What Are the Burial and Cremation Laws in California?
See who controls final arrangements, cremation and burial rules, and permit requirements in California.
Frequently Asked Questions
California does not permit home burial on private property. Burial must take place in an established cemetery.
California has no statutory minimum waiting period before cremation. Written authorization of the person with disposition authority per §§ 7100, 7111. Disposition permit required from local registrar per § 103055 (death certificate must be filed first per § 102775).
No. Natural organic reduction (human composting) is not currently authorized in California.
Yes. Alkaline hydrolysis (water cremation) is legal in California.
California sets a statutory order for who controls the disposition of remains (Cal. Health & Safety Code § 7100(a)): Agent under a power of attorney for health care with disposition authority (Probate Code Div. 4.7), then Competent surviving spouse, then Sole surviving competent adult child, or majority of surviving competent adult children, and so on. You can also name your own agent to control your remains in a signed, written document before death. You can record those wishes alongside the rest of your estate plan when you create a revocable living trust.
No. California does not require embalming by law. Embalming is not required by state law. Written or oral permission of the person with disposition authority is required before embalming (Cal. Health & Safety Code § 7304). Funeral establishments must refrigerate unembalmed remains per Cemetery and Funeral Bureau regulations (16 CCR Div. 12). Funeral homes may not claim embalming is legally required.
California does not require a licensed funeral director to direct disposition. The death certificate is prepared and registered by "a funeral director, or person acting in lieu thereof" (§ 102780), and the disposition permit is signed and returned by "the person in charge of the place of interment, or the funeral director or person acting as funeral director if no person is in charge" (§ 103080(a)) — both provisions expressly contemplate a family member filling the role. The same family member files the death certificate with the local registrar (§§ 102775, 102780) and obtains the permit for disposition before burial, cremation, or removal (§§ 103050, 103055, 103065); a permit to remove cremated or hydrolyzed remains is issued directly to the person with the right to control disposition under § 7100 (§ 103060(a)). No specific step legally requires a licensed funeral director, though a crematory or cemetery may, as a private business condition, decline to accept remains except through a licensed establishment, and the Cemetery and Funeral Bureau (Cal. Bus. & Prof. Code §§ 7600+) licenses establishments that hold themselves out to the public for hire. Family-directed disposition without a hired funeral director is legally permitted but operationally uncommon.

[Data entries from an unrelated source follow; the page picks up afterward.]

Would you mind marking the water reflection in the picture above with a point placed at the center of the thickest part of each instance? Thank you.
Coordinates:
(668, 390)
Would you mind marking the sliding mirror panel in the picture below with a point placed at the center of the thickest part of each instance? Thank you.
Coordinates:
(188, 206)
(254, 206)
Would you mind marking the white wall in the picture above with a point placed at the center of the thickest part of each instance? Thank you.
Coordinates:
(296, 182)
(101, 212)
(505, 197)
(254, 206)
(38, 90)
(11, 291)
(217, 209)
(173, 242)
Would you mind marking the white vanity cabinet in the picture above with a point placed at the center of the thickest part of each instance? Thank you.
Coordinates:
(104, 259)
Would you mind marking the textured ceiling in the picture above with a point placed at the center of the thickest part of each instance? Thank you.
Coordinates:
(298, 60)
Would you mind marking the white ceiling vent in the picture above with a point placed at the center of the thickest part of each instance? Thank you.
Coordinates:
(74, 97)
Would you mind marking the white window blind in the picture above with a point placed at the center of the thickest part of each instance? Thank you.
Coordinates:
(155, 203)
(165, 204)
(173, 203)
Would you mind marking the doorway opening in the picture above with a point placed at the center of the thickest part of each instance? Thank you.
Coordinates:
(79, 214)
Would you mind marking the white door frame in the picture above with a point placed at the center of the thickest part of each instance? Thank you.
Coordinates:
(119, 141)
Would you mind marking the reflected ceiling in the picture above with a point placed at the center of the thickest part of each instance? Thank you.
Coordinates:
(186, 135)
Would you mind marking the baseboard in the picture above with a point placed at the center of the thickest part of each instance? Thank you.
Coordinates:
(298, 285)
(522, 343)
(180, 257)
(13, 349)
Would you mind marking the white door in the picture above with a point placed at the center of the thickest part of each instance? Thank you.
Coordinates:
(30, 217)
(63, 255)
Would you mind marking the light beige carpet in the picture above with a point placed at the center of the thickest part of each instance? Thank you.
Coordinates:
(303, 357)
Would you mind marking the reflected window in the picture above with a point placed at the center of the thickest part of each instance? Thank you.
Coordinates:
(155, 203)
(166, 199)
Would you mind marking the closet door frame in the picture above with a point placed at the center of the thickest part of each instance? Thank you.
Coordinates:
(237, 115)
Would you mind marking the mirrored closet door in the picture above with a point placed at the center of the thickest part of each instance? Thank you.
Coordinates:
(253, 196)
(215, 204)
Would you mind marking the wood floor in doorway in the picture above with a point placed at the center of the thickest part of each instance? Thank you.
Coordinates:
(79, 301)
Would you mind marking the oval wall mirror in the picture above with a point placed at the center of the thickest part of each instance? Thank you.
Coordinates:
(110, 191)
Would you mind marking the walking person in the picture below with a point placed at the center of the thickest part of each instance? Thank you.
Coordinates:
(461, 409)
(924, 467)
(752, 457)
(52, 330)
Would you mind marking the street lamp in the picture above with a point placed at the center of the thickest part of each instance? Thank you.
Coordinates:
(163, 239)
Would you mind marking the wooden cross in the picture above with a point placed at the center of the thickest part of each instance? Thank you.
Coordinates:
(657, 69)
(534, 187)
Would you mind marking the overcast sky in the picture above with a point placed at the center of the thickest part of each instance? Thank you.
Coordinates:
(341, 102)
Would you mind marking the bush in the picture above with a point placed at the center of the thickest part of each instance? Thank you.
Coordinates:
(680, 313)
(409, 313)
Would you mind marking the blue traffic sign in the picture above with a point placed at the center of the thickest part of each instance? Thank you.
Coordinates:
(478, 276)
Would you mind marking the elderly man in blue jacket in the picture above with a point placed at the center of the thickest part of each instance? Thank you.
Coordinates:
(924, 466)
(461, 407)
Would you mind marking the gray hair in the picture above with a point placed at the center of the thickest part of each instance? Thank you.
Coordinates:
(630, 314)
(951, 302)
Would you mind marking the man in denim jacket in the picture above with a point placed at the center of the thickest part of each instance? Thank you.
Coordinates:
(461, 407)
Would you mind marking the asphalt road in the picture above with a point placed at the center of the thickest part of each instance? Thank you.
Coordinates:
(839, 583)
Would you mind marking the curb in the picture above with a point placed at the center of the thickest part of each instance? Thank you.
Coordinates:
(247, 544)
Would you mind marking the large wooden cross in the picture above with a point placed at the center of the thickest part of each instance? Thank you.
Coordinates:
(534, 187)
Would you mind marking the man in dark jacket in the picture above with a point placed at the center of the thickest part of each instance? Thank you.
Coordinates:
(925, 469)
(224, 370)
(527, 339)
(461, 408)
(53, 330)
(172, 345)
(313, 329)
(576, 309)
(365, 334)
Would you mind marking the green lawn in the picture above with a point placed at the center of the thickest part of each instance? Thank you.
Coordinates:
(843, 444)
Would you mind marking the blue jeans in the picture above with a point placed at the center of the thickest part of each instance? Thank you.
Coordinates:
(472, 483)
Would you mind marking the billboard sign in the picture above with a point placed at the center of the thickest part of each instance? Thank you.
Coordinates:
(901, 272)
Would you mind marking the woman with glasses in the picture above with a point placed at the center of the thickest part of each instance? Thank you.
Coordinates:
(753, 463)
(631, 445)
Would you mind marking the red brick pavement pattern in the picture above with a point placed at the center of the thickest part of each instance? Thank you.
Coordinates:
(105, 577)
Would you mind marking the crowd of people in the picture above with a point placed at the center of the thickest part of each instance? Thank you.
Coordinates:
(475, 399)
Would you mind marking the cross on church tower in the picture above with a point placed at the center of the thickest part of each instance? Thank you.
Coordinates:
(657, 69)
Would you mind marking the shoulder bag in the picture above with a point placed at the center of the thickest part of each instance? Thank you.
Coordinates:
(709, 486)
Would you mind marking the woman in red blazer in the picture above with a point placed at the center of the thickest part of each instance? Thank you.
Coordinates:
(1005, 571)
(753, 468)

California provides a publicly funded option when a family cannot pay for disposition: County indigent disposition (Cal. Health & Safety Code § 7104; Cal. Welf. & Inst. Code § 17009). Eligible veterans may also be interred at no cost through the U.S. Department of Veterans Affairs. When no provision was made by the decedent, the estate is insufficient, and the duty of interment falls on no other person who can be found in the state, the person holding the remains may require the coroner of the county where the decedent resided to take possession of them, and the coroner must then inter them in the manner provided for the indigent dead (Cal. Health & Safety Code § 7104(a)). Where the county has taken jurisdiction over the death under Gov. Code § 27491, the county is responsible for disposition and — if the decedent was indigent — bears the cost (§ 7104(b)). Counties may also provide for burial or cremation of the indigent dead and maintain the graves (Cal. Welf. & Inst. Code § 17009). Programs are administered at the county level (typically through the public administrator, coroner, or social services), so eligibility rules, the disposition method offered (usually cremation), and any service vary by county; families apply through the county where the death occurred. A coroner cost-recovery charge for taking custody of a body — capped at $100 — may not be imposed on a person who claims and proves to be indigent (Cal. Gov. Code § 27472). Separately, the VA operates national cemeteries serving California veterans — including Riverside National Cemetery and Sacramento Valley National Cemetery — with no cost for the grave, opening/closing, headstone or marker, and perpetual care for eligible veterans, plus eligible spouses and dependents (38 U.S.C. §§ 2402, 2306). Families apply through cem.va.gov or VA national cemetery scheduling.